While legislative action is welcome, countries showing the fastest progress have seen tremendous initiative from community leaders and organizations, such as in Burkina Faso and Senegal. In Tanzania, traditional cutters stopped practicing this trade after being educated in the dangers of FGM and the impact it has on women. To ensure they had another source of income, they were trained in other vocations, for example, batik making. Social grassroot movements have had the strongest impact on cultural beliefs and traditions, primarily because activists are most aware of how these communities think and which arguments are most effective. Sensitivity towards local cultures and traditions is important. Emphasis should be on educating people about the harm caused by FGM, as opposed to attacking it as a cultural malpractice. Bringing in powerful figures well known in the community to advocate against these practices will be helpful. Since there is often a belief that not getting circumcised is haram (religiously immoral), community outreach and advocacy by religious leaders and community elders would be especially beneficial.

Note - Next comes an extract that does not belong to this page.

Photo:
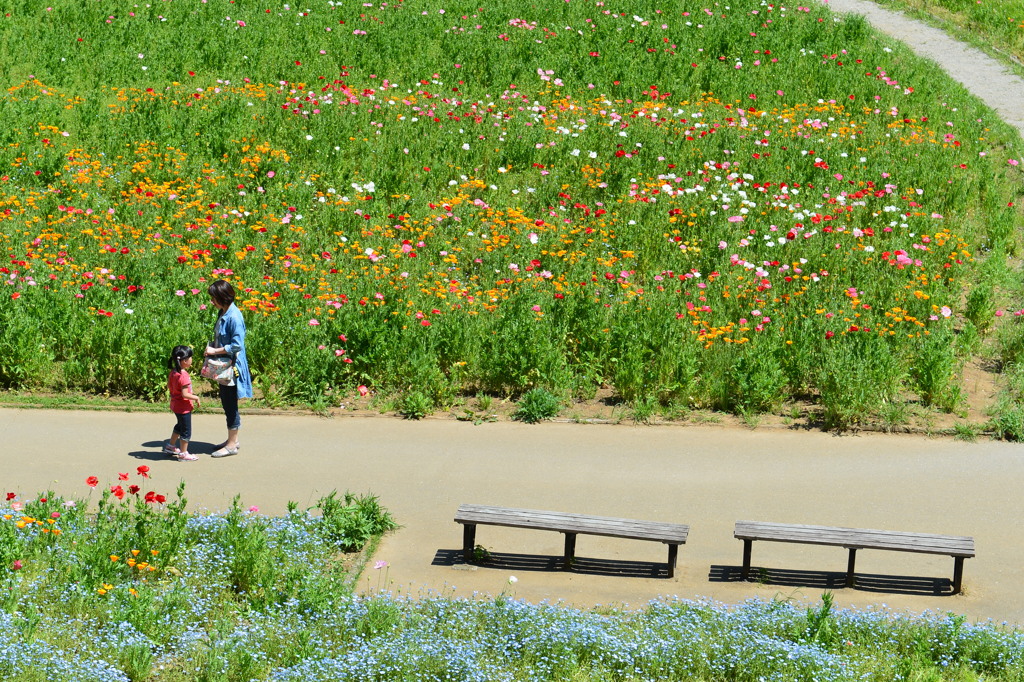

Dahabo Musa, a Somalian poet, beautifully articulates the emotional trauma of FGM in a poem called Feminine Pains, part of which is presented below:
As the birth bursts, I cry for help, when the battered flesh tears.
No mercy, push! They say.
It is only feminine pain!
And now I appeal:
I appeal for love lost, for dreams broken,
For the right to live as a whole human being.
If anything, this poignant piece of writing should be reason enough to stop this practice.